My teacher, Peter owls, of Cefymed throughout the course of Introduction to Community Mediation has been kind enough to open doors intellectuals. For several weeks I absorbed like a sponge, a series of lessons that probably had for years just paying attention, but today, with current maturity and humility to accept the shortcomings that life shows me have been weekly gems that enshrine to form a gem of great value.
Perhaps the most important lesson has been that of today because after four hours that after studying Future Workshops, I have extracted the following thoughts:
Today most people have no direct ability to make decisions that affect them. They are the politicians we voted - or not - large corporations, experts who design our lives, work, our environment. And yet, it is possible that critical mass, silent, take the word and partnerships and platforms around to assume its place of power. A power understood as the exercise of sharing his ideas, proposals, your needs and take to the arena of public response.

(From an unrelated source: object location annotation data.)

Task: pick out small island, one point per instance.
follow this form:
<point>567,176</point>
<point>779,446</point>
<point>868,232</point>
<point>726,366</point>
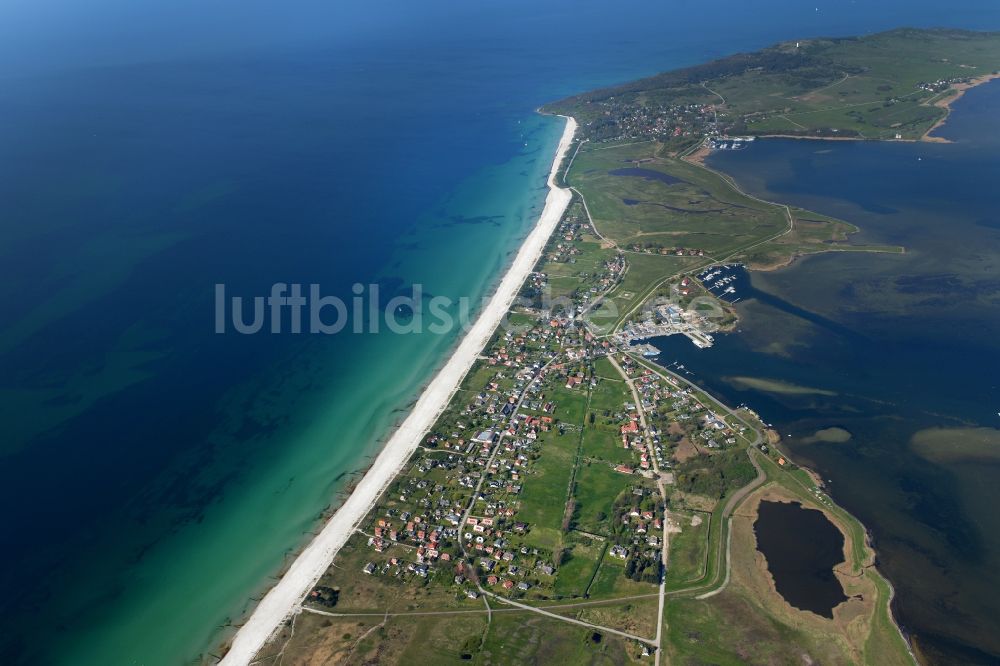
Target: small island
<point>576,501</point>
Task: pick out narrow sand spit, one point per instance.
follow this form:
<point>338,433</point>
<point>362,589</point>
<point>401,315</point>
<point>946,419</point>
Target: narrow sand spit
<point>284,598</point>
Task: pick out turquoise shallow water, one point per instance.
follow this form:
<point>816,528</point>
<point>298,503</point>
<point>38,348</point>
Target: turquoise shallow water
<point>154,474</point>
<point>899,351</point>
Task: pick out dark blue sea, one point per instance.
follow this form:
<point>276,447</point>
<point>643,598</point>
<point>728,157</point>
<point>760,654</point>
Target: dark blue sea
<point>156,474</point>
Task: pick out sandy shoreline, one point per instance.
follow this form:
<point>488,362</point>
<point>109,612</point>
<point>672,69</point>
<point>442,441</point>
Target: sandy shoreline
<point>284,597</point>
<point>946,102</point>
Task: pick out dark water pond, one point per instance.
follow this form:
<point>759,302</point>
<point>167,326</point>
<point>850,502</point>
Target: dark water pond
<point>801,547</point>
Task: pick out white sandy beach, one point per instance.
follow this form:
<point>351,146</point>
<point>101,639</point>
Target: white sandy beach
<point>285,597</point>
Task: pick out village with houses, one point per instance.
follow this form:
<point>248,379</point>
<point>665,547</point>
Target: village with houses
<point>561,466</point>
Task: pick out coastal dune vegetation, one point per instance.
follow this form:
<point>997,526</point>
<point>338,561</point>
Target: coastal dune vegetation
<point>570,500</point>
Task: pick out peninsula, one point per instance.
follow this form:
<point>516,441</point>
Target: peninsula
<point>555,495</point>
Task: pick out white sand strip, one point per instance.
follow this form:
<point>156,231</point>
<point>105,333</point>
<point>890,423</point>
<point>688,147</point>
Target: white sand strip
<point>309,566</point>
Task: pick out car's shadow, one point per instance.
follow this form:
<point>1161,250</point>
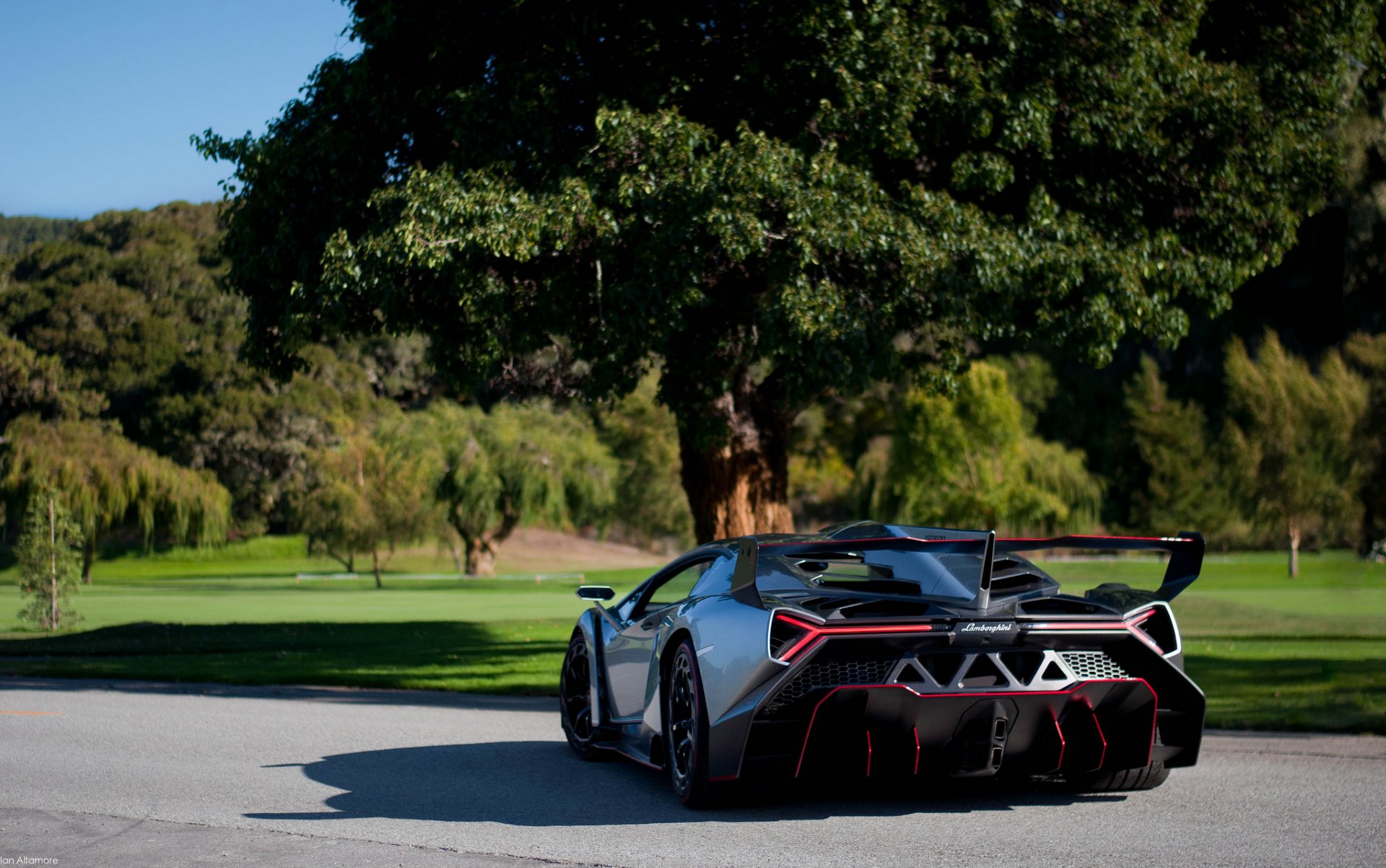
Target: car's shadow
<point>541,784</point>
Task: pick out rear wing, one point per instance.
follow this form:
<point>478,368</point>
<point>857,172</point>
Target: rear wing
<point>1185,554</point>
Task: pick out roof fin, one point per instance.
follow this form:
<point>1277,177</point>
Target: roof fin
<point>985,580</point>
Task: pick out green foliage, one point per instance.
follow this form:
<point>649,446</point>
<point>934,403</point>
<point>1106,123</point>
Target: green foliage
<point>18,233</point>
<point>969,460</point>
<point>510,465</point>
<point>1184,488</point>
<point>782,200</point>
<point>1292,437</point>
<point>31,382</point>
<point>650,506</point>
<point>372,494</point>
<point>51,561</point>
<point>1367,356</point>
<point>105,481</point>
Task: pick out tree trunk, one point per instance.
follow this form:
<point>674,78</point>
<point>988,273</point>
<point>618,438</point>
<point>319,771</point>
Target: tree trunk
<point>481,556</point>
<point>738,486</point>
<point>1294,551</point>
<point>87,556</point>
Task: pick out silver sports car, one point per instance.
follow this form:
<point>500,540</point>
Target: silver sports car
<point>886,652</point>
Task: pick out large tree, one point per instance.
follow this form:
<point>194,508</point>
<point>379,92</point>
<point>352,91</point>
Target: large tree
<point>780,200</point>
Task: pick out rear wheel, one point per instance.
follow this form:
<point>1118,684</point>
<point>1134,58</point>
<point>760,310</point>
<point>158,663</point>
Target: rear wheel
<point>1148,777</point>
<point>685,732</point>
<point>575,699</point>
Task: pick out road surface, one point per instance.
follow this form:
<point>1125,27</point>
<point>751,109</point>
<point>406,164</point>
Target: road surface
<point>143,774</point>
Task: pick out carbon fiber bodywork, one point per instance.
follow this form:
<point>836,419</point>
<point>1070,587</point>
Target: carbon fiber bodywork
<point>894,651</point>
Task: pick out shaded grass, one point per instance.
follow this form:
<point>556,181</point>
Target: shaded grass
<point>1328,685</point>
<point>218,601</point>
<point>494,658</point>
<point>1270,651</point>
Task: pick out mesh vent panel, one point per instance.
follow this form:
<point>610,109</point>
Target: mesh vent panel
<point>831,673</point>
<point>1092,665</point>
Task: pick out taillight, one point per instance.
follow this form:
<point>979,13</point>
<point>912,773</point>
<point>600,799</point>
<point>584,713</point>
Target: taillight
<point>790,636</point>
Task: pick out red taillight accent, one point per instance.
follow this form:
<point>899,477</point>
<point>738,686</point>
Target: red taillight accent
<point>1058,732</point>
<point>813,633</point>
<point>1131,626</point>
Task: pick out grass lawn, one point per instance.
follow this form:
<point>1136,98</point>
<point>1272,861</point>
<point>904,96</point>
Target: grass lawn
<point>1270,651</point>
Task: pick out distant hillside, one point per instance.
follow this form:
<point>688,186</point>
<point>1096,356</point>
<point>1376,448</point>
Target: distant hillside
<point>18,233</point>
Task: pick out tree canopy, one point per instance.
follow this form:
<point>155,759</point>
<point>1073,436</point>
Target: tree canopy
<point>1294,434</point>
<point>103,481</point>
<point>973,460</point>
<point>780,200</point>
<point>516,464</point>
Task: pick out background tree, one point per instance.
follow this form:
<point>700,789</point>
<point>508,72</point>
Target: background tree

Has nothing to do with the disenchantment of a particular situation, the present, but in 1952 Robert Jungk published a book "The future has already begun" in which the author relates how modern societies - we are talking about half the last century - notes and dysfunction between the political and social demands. Later, other authors
address the same subject, although Jungk who poses as the company essentially has to enjoy a new democracy, actively participating in political decisions based on equality. In 1981, the twenty-first century, published jointly with NR Müllert a methodology for carrying out this "re-democratization" if the term exists. Is titled "The workshops of the future, ways to revive democracy."
is to create a laboratory of ideas, where citizens committed to propose and design alternative futures. The experiences, the wisdom of the people, the wildest ideas, utopias and realism we study to become strong and valuable contributions possible to realize a well-structured, solid and concrete.